Flye
Flye copied to clipboard
Incorrect haplotype polishing?
Hi,
This issue is related to the --polish-haplotypes
subcommand of the --polish-target
command in the Flye version used by HapDup. Now, given a region, I have the following haplotypes from HapDup (from top to bottom: haplotype 1, haplotype 2 and haploid assembly straight from Flye):
The screenshot is centered on this one SNP on haplotype 2 (middle track) which is incorrect. I went back to the (Margin) phased reads mapped to the haploid assembly:
Screenshot again is centered on the same SNP. It makes no doubt here that something went wrong with the phasing but if we put this aside, the blue reads are the ones used to polish the haploid assembly for haplotype 2: coverage over this region is 3 reads and they all have a different base at this location, only one of them supporting the SNP output in haplotype 2. Any idea what is happening here?
Thanks, Guillaume
Hi,
I think the reason for that is that hapdup is actually using unphased reads to polish, in addition to either of the haplotypes.

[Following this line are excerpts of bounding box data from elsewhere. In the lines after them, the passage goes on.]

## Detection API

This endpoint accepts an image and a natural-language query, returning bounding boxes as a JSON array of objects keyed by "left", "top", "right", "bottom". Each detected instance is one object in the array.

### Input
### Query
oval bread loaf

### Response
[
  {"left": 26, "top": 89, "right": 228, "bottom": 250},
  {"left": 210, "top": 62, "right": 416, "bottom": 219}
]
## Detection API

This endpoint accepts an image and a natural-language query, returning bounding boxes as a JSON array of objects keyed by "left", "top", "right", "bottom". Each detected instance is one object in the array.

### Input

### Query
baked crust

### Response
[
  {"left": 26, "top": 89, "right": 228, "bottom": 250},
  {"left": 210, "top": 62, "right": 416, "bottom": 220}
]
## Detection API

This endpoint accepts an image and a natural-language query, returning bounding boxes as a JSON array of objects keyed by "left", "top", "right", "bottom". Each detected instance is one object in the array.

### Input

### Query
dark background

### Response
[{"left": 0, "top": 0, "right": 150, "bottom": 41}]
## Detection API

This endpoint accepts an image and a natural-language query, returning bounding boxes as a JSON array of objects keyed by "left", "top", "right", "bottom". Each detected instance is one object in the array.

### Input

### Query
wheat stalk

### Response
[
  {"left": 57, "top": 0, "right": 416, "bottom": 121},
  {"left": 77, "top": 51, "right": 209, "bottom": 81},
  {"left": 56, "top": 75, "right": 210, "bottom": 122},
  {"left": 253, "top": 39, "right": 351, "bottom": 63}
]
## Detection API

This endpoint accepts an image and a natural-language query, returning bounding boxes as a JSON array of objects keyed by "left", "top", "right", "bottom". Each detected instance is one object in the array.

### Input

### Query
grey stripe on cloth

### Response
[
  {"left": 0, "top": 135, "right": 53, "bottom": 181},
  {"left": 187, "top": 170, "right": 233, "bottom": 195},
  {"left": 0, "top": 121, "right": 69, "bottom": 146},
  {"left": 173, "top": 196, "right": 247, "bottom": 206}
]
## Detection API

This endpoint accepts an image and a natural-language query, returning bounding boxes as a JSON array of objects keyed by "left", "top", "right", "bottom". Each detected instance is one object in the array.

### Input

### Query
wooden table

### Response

This is an old strategy we went with, because we expect some regions to be unphased. But now you can actually try only using phased reads for polishing, and regions with no phased reads should just be left untouched.
If you are able to modify hapdup code, here is the line to change (remove "0," from --polish-haplotypes
): https://github.com/fenderglass/hapdup/blob/main/hapdup/main.py#L222
Let me know if that makes your assemblies better in general, it might eventually make sense to make this a default option.
Best, Mikhail
Just realizing I left this issue open without an answer, sorry about that. Thanks for the feedback!